Das Gesetz weitet auch strenge religiöse Neutralitätsverpflichtungen über Beamte hinaus auf alle aus, die private Auftragnehmer eines öffentlichen Dienstes sind, wie z. B. Busfahrer. Es verpflichtet Verbände, die staatliche Subventionen beantragen, eine Verpflichtung, „die Grundsätze und Werte der Republik zu respektieren“. Und es verbietet es Angehörigen der Gesundheitsberufe, vor religiösen Ehen „Jungfräulichkeitsbescheinigungen“ auszustellen.

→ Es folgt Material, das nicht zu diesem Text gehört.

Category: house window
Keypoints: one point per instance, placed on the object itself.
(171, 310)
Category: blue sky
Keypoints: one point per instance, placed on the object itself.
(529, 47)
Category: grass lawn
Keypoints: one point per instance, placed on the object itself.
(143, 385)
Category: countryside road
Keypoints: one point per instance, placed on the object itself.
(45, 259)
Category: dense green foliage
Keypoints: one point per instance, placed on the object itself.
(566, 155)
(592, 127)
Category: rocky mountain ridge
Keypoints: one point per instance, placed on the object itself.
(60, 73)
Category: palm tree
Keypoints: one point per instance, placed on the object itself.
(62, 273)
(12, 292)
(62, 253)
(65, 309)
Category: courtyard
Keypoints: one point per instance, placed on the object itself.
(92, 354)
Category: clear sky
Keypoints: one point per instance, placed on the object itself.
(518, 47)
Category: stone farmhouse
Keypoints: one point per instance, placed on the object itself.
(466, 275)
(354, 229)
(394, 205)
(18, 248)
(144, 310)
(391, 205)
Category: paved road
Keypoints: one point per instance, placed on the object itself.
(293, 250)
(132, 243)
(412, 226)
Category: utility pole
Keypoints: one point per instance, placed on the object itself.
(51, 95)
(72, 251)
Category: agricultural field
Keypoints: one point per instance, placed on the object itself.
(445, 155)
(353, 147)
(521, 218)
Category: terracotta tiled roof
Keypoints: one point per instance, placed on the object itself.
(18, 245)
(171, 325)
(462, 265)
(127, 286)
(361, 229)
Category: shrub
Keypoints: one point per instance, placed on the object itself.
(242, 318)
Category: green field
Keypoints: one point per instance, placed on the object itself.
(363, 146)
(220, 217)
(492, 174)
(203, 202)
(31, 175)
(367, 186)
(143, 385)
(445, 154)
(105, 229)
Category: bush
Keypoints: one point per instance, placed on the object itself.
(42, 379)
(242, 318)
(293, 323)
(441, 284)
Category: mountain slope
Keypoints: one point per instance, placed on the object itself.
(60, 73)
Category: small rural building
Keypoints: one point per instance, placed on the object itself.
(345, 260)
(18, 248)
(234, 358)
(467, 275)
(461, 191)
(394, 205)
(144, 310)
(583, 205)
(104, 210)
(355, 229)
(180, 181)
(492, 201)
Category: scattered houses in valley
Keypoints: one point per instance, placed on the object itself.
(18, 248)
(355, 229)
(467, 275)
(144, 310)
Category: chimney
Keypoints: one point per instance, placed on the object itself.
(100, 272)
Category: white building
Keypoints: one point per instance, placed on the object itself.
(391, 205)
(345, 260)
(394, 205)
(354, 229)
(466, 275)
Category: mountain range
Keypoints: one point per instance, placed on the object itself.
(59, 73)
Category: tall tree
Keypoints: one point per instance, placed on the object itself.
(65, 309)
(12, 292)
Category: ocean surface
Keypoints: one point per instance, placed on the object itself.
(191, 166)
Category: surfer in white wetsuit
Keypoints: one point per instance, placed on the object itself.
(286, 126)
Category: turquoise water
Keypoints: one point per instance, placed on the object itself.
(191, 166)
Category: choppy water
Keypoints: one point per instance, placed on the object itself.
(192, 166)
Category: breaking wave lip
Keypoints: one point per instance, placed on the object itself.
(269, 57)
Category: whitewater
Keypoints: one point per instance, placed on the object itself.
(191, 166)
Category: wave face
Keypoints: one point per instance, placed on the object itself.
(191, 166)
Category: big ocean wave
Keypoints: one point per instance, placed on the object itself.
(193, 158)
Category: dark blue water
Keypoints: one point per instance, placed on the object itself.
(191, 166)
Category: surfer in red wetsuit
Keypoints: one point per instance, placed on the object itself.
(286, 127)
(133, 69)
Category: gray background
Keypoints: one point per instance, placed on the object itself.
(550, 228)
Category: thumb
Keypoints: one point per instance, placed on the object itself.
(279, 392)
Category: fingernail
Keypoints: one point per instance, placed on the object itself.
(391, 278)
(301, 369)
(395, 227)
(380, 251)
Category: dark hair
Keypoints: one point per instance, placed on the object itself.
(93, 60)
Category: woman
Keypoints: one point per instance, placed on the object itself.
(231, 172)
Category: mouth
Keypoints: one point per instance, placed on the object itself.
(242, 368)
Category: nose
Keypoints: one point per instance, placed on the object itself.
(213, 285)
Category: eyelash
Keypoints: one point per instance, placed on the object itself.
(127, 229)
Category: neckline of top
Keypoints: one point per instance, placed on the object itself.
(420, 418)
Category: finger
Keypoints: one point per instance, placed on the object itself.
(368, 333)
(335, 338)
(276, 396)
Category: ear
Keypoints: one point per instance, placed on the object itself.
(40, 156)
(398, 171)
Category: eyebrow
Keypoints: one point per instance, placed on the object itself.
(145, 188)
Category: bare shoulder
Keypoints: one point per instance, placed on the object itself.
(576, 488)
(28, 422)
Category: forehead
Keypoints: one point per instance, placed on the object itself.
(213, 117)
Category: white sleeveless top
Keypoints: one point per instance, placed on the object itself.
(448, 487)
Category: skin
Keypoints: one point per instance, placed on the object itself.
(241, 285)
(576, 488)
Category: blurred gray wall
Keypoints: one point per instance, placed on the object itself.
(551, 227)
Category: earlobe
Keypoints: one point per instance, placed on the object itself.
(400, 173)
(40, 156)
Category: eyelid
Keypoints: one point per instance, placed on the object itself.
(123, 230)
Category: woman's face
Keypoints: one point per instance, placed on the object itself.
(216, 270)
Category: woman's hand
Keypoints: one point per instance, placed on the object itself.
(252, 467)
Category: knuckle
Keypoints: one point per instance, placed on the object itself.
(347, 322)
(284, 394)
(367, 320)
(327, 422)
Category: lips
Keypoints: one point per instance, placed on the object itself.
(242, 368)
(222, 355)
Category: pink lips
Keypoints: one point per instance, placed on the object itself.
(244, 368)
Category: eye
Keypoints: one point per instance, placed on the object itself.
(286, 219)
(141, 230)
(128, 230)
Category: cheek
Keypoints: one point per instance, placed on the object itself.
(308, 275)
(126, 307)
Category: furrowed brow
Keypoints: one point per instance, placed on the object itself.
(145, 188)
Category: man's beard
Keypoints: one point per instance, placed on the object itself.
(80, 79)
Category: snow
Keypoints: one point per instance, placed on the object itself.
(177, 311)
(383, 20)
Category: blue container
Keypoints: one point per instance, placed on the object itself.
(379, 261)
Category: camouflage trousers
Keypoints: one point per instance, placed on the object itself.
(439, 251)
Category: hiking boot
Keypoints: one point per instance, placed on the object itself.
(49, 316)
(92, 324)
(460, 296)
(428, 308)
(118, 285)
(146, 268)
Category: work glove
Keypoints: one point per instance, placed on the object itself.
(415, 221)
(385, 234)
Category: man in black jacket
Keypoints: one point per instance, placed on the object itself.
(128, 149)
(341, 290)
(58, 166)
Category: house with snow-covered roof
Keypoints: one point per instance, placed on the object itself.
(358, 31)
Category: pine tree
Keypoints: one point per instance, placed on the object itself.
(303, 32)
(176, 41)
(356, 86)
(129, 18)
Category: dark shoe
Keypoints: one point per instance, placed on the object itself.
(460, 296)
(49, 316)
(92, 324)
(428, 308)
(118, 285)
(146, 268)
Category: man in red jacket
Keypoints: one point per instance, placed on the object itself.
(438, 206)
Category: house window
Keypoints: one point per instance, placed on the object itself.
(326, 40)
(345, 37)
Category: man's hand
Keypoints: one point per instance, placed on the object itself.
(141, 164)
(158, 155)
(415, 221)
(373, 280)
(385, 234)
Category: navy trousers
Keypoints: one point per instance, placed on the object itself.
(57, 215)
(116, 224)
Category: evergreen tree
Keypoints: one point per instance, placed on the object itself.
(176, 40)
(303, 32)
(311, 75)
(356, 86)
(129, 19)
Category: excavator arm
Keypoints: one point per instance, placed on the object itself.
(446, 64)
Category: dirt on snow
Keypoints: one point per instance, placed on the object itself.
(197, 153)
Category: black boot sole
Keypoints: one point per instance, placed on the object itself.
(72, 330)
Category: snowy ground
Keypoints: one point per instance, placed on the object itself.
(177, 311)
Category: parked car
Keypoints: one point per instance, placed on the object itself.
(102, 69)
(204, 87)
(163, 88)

Ein Artikel des neuen Gesetzes, der nach der Enthauptung des Schullehrers hinzugefügt wurde – dessen Ermordung erfolgte, nachdem Videos, die ihn kritisierten, in den sozialen Medien weit verbreitet waren – kriminalisiert die Veröffentlichung privater Informationen von jemandem online, wenn die klare Absicht besteht, sie in Gefahr zu bringen.
Das Gesetz schafft auch ein neues Verbrechen des „Separatismus“, mit Strafen von bis zu fünf Jahren Gefängnis und Geldstrafen von bis zu 75.000 Euro oder 88.000 US-Dollar für Personen, die einen gewählten Beamten oder Beamten bedrohen oder angreifen, weil sie dies nicht wollen die Regeln des französischen öffentlichen Dienstes zu befolgen – zum Beispiel, wenn jemand in einem öffentlichen Krankenhaus gewalttätig wird, weil er sich weigert, von einer Ärztin untersucht zu werden.
Einige Gesetzgeber haben bereits gewarnt, dass sie beim französischen Verfassungsrat einen Antrag stellen werden, um zu überprüfen, ob die neuen Maßnahmen der französischen Verfassung entsprechen, was bedeutet, dass einige abgeschafft werden könnten. Wichtige Abschnitte eines weiteren im April verabschiedeten Sicherheitsgesetzes wurden beispielsweise im darauffolgenden Monat aufgehoben und zwangen die Regierung, einen weiteren Gesetzentwurf vorzulegen.